I understand haskell's function type declaration like,

length :: String -> Int
prefix :: Int -> String -> String

But sometimes, the types on the right side are not simple types like String, Integer but it contains multiple literal words, and the words that look like custom defined etc.

For example, these types defined on this post,

withLocation :: Q Exp -> Q Exp

What does Q, Exp mean?

formatLoc :: Loc -> String

What does Loc mean? Is it part of haskell library?

1
You're asking three questions in a single post.
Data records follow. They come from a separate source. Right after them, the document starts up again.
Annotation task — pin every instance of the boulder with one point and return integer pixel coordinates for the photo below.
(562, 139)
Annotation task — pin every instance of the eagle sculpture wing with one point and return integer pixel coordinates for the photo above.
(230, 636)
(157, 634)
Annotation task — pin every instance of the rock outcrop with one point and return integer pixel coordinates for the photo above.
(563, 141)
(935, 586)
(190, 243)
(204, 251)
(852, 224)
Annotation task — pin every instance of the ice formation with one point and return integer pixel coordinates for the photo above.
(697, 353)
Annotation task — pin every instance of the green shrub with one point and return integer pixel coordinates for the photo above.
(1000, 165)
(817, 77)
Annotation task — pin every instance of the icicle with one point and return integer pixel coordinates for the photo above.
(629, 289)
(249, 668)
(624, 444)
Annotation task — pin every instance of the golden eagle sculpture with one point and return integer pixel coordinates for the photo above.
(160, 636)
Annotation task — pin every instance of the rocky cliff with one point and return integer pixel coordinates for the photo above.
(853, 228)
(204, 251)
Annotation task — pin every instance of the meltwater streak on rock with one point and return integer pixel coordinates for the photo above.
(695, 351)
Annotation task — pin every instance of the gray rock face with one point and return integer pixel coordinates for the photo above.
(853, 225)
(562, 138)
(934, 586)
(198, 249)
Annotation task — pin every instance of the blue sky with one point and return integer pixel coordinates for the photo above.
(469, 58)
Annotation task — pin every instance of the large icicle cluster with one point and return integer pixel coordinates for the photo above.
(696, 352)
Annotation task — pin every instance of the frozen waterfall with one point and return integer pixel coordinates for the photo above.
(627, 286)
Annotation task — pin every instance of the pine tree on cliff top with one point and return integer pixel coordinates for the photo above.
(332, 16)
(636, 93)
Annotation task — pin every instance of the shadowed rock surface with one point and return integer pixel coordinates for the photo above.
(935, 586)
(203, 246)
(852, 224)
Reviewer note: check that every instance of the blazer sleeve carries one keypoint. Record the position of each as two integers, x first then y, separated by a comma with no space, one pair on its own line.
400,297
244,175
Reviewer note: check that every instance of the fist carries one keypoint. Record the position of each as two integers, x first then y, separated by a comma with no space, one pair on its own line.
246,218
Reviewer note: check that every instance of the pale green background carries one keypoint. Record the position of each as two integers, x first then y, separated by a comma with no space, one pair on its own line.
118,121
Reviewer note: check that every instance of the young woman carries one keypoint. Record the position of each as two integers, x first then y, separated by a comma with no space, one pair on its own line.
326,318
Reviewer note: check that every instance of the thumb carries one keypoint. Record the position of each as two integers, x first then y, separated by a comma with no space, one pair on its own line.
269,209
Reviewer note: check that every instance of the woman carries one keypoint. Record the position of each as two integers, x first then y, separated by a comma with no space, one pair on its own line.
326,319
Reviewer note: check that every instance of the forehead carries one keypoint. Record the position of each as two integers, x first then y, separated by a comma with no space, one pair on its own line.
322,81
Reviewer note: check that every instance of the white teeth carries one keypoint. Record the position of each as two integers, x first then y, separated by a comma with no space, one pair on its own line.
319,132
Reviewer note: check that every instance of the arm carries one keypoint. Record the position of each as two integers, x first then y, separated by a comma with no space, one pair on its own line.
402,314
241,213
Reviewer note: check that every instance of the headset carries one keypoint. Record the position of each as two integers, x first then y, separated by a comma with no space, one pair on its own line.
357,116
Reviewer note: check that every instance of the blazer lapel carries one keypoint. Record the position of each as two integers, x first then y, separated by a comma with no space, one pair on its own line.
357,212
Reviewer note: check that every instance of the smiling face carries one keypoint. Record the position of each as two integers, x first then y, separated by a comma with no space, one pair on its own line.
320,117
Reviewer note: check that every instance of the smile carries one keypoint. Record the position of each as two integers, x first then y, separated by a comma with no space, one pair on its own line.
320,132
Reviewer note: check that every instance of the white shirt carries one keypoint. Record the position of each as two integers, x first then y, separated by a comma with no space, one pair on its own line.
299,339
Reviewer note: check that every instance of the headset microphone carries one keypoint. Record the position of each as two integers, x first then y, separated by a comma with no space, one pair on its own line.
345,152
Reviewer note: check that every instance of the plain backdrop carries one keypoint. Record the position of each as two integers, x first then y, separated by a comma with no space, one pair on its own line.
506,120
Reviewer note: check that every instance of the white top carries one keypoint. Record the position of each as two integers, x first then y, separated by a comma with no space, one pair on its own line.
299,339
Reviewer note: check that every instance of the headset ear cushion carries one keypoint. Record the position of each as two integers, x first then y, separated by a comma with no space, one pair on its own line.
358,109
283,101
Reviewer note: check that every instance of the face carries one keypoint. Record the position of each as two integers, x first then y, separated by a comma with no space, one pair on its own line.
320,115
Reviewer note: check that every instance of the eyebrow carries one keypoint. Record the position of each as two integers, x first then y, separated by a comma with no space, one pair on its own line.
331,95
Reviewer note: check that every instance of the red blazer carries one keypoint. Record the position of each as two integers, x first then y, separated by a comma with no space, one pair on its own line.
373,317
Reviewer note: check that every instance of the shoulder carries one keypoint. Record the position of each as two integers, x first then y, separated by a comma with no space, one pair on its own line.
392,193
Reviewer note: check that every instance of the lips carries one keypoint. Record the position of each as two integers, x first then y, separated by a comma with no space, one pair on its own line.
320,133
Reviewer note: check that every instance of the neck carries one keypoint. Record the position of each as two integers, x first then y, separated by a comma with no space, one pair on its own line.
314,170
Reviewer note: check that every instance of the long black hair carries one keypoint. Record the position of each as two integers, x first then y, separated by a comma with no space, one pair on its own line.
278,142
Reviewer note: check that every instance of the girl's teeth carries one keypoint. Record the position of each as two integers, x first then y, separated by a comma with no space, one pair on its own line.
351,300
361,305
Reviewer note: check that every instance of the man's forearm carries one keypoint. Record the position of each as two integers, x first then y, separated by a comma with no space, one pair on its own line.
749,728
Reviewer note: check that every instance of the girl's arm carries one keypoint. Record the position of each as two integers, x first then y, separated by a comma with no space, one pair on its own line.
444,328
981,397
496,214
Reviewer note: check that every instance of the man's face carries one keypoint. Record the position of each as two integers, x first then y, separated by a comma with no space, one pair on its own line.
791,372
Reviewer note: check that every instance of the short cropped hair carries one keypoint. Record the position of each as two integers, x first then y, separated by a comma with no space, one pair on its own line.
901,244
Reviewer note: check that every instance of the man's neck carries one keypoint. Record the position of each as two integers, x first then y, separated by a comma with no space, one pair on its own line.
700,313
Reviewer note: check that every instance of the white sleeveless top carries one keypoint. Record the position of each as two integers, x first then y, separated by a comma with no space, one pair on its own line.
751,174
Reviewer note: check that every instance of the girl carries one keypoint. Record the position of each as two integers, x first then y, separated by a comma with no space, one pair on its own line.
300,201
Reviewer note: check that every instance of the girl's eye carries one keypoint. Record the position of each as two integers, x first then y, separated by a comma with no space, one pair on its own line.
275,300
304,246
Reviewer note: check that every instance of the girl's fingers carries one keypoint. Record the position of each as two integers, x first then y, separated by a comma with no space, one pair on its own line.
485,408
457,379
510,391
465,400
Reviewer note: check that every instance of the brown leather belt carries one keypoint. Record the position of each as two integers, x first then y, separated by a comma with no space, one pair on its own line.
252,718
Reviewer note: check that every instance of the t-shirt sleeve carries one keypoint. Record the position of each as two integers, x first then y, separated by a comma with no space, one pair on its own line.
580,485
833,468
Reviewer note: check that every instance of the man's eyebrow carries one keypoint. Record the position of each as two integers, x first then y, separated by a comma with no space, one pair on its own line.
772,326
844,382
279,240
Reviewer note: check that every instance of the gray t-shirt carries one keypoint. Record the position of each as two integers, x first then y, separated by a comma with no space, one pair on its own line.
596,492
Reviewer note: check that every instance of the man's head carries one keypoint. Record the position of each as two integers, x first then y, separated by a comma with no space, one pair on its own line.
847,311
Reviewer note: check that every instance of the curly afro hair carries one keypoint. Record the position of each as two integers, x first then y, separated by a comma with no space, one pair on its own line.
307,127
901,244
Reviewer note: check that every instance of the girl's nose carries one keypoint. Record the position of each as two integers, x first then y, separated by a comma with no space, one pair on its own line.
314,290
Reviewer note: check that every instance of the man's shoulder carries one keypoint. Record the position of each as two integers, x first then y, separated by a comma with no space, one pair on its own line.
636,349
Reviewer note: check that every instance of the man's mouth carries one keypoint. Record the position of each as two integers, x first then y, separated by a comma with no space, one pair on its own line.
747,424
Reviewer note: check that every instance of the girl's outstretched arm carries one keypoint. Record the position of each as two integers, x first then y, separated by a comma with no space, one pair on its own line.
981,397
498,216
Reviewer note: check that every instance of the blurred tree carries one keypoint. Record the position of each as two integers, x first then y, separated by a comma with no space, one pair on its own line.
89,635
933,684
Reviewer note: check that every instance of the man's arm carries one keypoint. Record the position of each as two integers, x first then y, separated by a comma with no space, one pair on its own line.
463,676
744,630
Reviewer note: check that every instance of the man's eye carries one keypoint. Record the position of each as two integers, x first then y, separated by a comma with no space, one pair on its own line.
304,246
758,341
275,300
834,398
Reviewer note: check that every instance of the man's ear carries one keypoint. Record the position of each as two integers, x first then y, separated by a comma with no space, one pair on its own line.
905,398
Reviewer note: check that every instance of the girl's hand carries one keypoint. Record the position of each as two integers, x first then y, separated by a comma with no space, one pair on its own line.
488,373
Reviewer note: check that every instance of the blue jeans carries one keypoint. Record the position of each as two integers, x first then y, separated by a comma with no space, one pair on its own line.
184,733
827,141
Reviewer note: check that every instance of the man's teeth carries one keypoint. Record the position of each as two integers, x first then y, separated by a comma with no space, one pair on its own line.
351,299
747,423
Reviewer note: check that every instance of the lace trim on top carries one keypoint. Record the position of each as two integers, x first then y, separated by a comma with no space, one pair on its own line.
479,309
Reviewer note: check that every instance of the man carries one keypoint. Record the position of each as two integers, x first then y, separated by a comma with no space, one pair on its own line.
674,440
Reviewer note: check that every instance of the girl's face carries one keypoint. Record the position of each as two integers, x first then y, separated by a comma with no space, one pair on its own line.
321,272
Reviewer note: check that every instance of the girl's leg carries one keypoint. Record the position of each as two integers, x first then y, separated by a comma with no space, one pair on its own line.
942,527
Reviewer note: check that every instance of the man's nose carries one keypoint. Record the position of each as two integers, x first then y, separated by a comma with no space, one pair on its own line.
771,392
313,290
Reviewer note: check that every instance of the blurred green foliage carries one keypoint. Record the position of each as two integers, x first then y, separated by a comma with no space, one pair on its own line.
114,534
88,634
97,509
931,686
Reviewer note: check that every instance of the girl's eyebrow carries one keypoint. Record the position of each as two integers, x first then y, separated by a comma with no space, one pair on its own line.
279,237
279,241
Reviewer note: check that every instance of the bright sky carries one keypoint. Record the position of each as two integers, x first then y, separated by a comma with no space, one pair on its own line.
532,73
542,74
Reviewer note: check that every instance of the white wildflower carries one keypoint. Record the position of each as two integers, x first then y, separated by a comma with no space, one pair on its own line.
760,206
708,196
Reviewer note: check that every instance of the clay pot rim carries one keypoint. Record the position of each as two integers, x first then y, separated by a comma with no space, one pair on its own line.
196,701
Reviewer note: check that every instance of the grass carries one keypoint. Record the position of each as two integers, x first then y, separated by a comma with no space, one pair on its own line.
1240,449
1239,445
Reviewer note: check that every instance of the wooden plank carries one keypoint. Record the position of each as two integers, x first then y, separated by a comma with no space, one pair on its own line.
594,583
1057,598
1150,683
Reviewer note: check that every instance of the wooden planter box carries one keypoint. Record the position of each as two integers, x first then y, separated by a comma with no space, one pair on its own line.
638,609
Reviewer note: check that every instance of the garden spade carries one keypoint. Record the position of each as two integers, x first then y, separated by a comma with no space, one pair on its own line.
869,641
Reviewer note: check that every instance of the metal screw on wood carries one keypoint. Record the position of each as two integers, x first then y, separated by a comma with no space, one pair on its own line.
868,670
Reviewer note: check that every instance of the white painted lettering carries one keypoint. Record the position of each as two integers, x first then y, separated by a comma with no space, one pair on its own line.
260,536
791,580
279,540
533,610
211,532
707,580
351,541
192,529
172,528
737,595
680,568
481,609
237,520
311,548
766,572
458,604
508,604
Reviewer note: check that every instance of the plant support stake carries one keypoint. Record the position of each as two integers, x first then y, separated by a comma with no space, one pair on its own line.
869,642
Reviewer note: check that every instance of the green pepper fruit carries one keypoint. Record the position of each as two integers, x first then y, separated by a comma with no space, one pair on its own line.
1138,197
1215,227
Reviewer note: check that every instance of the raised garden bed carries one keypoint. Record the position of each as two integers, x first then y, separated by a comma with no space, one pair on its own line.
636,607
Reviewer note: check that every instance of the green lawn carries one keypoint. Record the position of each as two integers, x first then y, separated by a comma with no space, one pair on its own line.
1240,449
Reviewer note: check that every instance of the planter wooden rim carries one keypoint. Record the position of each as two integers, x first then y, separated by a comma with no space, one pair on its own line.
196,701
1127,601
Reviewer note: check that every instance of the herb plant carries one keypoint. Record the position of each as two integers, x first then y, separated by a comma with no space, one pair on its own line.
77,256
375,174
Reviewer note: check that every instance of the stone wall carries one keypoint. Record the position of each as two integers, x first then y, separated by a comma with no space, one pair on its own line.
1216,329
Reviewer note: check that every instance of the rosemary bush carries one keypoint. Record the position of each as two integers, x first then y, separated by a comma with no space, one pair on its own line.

Limit posts to a single question.rightfold
The answer to most of your question is: you have something called kinds in Haskell - it's one step above types - so your String here has kind * and your Q has kind * -> * meaning: you have to give Q a type (something of kind *) and it will result in something of kind * (another type) - this is why you have to put both there - it's almost the same as with functions / partial application, ...Random Dev
for the other: there are a couple of types named Loc that Hayoo will find - if you look at the question it will be the one in Language.Haskell.TH I think - how to get emacs to work here is quite another question that depends on your emacs installation and your environment there ... this might be a lot of pain (and I usually don't care - use Hadock instead)Random Dev

1 Answers

3
votes

The types Q, Exp and Loc are types from the Template Haskell module imported at the beginning of the source file.

Q is a parameterized type, just like, say, Maybe or IO from the prelude, which is here applied to Exp.

How to do goto defintion from emacs editor?

This can be achieved using Scion, but that won't help you for this use case as it does not allow you to jump into external libraries (which may not be available in source form anyway).